Punch to the jaw.
He continued to lay on the ground, immovable.
“Coward. Fight me!”
She pulled back to hit him again, but a warm hand caught her fist before she could. She turned to find Loki standing beside her.
“Valkyrie,” he said softly, pulling her to her feet.
“No,” croaked Odin, raising to his knee. “Let her finish it.”

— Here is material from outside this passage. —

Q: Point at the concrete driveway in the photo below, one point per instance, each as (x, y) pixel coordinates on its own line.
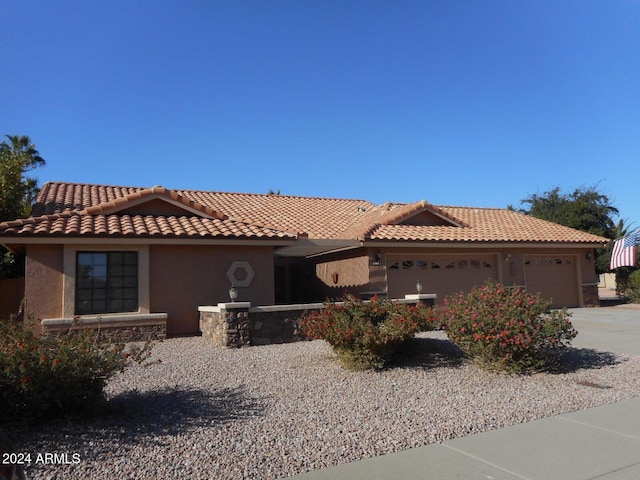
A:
(609, 329)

Val didn’t need to be told twice. She wrenched her arm from Loki’s grip and gave Odin an uppercut to the jaw. Odin flew backward and landed sprawled on his back, eyes closed. Val lunged toward him, but a buzzer rang out, and Loki pulled her back.
“It’s over. You won.”
She turned on him. “I don’t want to win. I want revenge.”
“I understand, love, but even when you get the revenge you seek, it won’t heal everything you’ve been through.”
“I don’t need to heal.”
“You do,” he said. “And hurting him further won’t do that.”
“How do you know?”
Odin had yet to stir.
“Because he let me take him in the ring when we arrived. Odin knows what he did. We all know what we’ve done in the past, and we all pay for it differently. Just because Odin doesn’t show, it doesn’t mean he doesn’t feel all the things he did and all the lives he cost. Believe me, he pays. Every day, he pays.”
Val stared at the old God. His head moved, and he sucked in a deep breath but stopped and groaned as he cradled his side. The door creaked, and Gadius walked to Odin and pulled him to his feet.
Val glanced around, noticing the crowd had gone quiet. She folded her wings away stiffly and stepped closer to Loki as her gaze landed where she’d left Benjinn. He was gone.
That answered the question about Friday night.
“He left about halfway through.”
She didn’t respond. It was for the best. She never would be what Benjinn had hoped for anyway.
“You still alive, Boss?” Gadius helped Odin limp forward.
Odin nodded, one arm around his ribs, the other around Gadius’ shoulders. Odin stopped at the door and looked at Val and then Loki.
He spit blood on the floor. “Family dinner on Friday. I like her. Bring her.”
Odin and Gadius moved between two benches and disappeared behind them.
“Come on,” said Loki. “I’ll take you somewhere you can shower and clean up.”
Val snorted. “Oh, now you’ll let me shower?”
Loki grinned at her. “Come on, love.”
They maneuvered the same direction Gadius had taken Odin, and after they got behind the benches, Loki directed her to the left. They walked down a domed tunnel which reminded her of an old set of passageways they’d use on Asgard to get around unseen.
He steered her to the left and showed her to a solid dark wooden door fashioned into the stone. Inside stood a lush jewel-toned room in stark contrast to the rest of the fight club with a plush bed in one corner and an open bathroom with a shower made entirely of glass. A fire roared in the corner next to the bed and near the bathroom stood what looked like an antique first aid cabinet. A phone rang on a table next to the bed, and Loki answered it.
“Hello?” He glanced at Val. “No, thank you, we don’t need a healer. But you might want to check in on Odin. He will say he doesn’t need you, but he does.”